Our moment in the sun

We are sitting at Denny’s, Joy and I, taking her grandfather out for breakfast a couple of days after Christmas.  An odd thing happens when I pick up the menu.  This faintly sullen room in a largely forlorn city falls away and I am drawn into a different place.  On the cover of the menu there is a picture of a young couple dining in a booth very similar to our own, but also very different.  Perhaps it is only the photography and lighting, but rays of warmth seem to shoot out of the scene.  The woman in the picture, in particular, is radiant.  Her golden hair emits light, her eyes sparkle and her mouth is open, breathing in the world, breathing out warm sweetness.  There is no trace of pride in her smile, nor reservation.  Her face is a gentle spring sun and there is not a cloud in the sky.

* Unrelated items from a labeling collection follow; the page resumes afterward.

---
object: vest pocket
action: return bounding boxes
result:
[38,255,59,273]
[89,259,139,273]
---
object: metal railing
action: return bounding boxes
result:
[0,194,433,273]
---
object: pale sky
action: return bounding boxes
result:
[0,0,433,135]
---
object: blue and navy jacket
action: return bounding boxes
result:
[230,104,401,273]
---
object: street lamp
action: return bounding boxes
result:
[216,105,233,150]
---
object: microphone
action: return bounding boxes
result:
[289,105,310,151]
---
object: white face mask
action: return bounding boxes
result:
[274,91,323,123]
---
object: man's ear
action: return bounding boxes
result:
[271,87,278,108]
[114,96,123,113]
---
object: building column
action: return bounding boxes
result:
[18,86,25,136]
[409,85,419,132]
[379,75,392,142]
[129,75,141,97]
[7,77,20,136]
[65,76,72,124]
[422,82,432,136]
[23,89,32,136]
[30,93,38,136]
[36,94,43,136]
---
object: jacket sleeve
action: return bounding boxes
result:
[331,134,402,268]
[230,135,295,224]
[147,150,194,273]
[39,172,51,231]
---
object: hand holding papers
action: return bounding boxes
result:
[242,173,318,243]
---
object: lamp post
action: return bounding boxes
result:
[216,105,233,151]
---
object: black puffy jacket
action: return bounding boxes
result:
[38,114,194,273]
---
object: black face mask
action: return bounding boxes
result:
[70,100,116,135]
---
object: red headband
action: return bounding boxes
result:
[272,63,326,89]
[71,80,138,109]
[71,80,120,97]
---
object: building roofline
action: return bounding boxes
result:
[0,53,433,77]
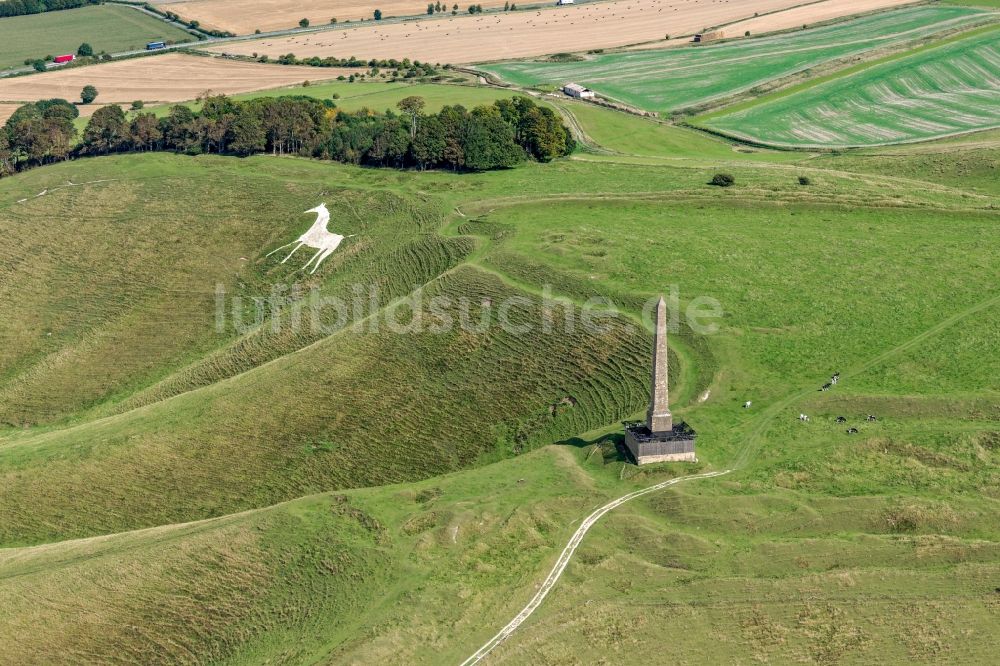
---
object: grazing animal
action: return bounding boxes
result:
[266,204,354,275]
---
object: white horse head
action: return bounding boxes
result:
[267,203,353,274]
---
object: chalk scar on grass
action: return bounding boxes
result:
[265,203,353,275]
[17,178,118,203]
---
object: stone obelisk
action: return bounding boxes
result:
[646,296,674,434]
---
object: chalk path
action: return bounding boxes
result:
[462,469,732,666]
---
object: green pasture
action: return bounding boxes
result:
[0,76,1000,664]
[0,4,193,69]
[481,5,983,113]
[698,28,1000,147]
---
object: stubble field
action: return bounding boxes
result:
[0,53,348,104]
[209,0,860,64]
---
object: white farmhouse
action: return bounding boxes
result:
[563,83,594,99]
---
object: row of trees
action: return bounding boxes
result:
[0,95,574,175]
[0,0,96,18]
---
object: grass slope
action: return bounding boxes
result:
[0,100,1000,664]
[701,28,1000,147]
[481,6,980,113]
[0,5,192,69]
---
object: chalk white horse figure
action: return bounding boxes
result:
[267,203,354,275]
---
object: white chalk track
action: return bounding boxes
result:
[462,469,732,666]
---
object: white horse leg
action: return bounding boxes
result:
[309,250,333,275]
[302,248,324,270]
[281,243,305,263]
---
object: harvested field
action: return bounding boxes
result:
[0,104,20,124]
[0,5,195,69]
[208,0,828,64]
[703,29,1000,147]
[153,0,504,35]
[726,0,928,37]
[481,6,984,112]
[629,0,936,51]
[0,53,348,104]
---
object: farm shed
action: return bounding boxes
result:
[563,83,594,99]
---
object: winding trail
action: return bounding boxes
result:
[462,469,732,666]
[461,284,1000,666]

Hank sits across from me.  As I lower the menu, ruminating, his face is the next thing I see.  He settles his teeth, sighs faintly, wears an expression of grim resignation.  Hank is a veteran of WWII, a man of great strength and honor, yet there are many clouds in his sky.  Time has done to him what the Great Depression and the Japanese army and years in the steel mills of Buffalo could not.  He shuffles across the room, gripping the cursed walker without which he can no longer stand; shuffles past faded pictures of his once-young wife, past stacks of CD’s and LP’s of once-popular musicians, past all manner of things which, at times, can raise a memory of the good that is gone.

He is a quiet man.  Probably, there were years or days or even a moment in his walk through this hard world in which the skies cleared, in which he smiled and his eyes sparkled and his hair gleamed in the sunlight, but they are an old memory now that he keeps to himself.  He settles his teeth, blinks in grim resignation, grips the walker and shuffles to his chair.  When it is time to go I touch his arm, say goodbye.  He looks at me and drops, for a moment, his faraway look, and says, “So long”.  Yes, I think; it sure is.

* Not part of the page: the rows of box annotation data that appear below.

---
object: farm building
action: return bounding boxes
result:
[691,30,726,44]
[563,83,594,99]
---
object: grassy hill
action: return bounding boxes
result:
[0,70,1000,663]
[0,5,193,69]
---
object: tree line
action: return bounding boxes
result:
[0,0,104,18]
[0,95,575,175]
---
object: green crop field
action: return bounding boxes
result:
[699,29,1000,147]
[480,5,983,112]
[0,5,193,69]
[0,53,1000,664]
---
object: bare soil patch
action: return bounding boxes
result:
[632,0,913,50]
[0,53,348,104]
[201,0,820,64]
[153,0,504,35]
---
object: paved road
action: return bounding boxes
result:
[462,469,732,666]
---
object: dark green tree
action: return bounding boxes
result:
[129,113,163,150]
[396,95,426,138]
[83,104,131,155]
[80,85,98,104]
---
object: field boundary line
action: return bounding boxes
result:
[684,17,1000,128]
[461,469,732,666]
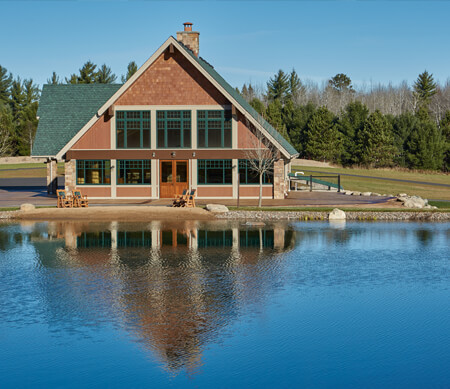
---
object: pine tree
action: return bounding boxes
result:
[328,73,354,92]
[47,72,61,85]
[357,110,396,168]
[266,100,290,142]
[267,69,289,103]
[122,61,137,83]
[414,70,436,108]
[95,64,117,84]
[288,69,305,103]
[66,61,97,84]
[0,65,12,104]
[305,107,342,162]
[338,101,369,165]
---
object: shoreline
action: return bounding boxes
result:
[0,206,450,222]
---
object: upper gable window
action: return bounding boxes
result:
[156,111,191,149]
[116,111,150,149]
[197,110,232,148]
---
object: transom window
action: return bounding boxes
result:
[116,111,150,149]
[239,159,273,185]
[117,159,151,185]
[156,111,191,149]
[77,159,111,185]
[197,159,233,185]
[197,110,232,148]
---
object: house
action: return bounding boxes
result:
[32,23,298,199]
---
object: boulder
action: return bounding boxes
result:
[328,208,346,220]
[205,204,228,213]
[20,203,36,212]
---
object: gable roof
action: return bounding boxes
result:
[31,84,122,156]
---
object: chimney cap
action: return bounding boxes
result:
[183,22,192,31]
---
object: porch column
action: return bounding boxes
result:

My youngest daughter was sifting through old photos the other day and pulled one out.  I am in it, sitting on the Borisch’s porch some twenty years ago, hair still dark, arms around (what were then) my two little girls.  Emily appeases the photographer with her normal composed and slightly ironic smile.  Annie, impossibly skinny and a world younger in spirit, is not so much smiling as baring her teeth in selfless, defiant abandon.  I love this old picture for the same reason that she does not; it is a moment saved from the wreck of time, a moment before the need for vanity or dignity had occurred to her, a moment in which joy seemed solid and permanent, not the fragile and teetering thing we have found it to be.

It is for this reason that a Christmas tree stands in my living room, even now as we approach the middle of January.  Early every morning, I stumble across the dark room and plug it in, then sit for a while, watching.   What is it that I watch?  Not a memory of something good that is gone, but the defiant gleam of a small light in a dark world.

I hope you don’t mind my saying that this world is dark.  Its every beauty is, at some level, heartbreaking because we  know that it will not endure; every wedding is the preface to two funerals.  Though God has set eternity in our hearts, our other parts will soon enough return to dust.  This is not a dark way of looking at the world; this is the world, however we choose to look at it.

And so, Christmas;  not just the holiday but the holy fact that Christ did come and will come; that every real joy we meet here is a gift from him, that every evil done here will receive his eternal veto.   If I were a braver or wiser man, I think that I would smile as Annie smiled that day, in selfless, defiant abandon, for it is darkness that shall pass, or that is what the Christmas lights seem to whisper to me.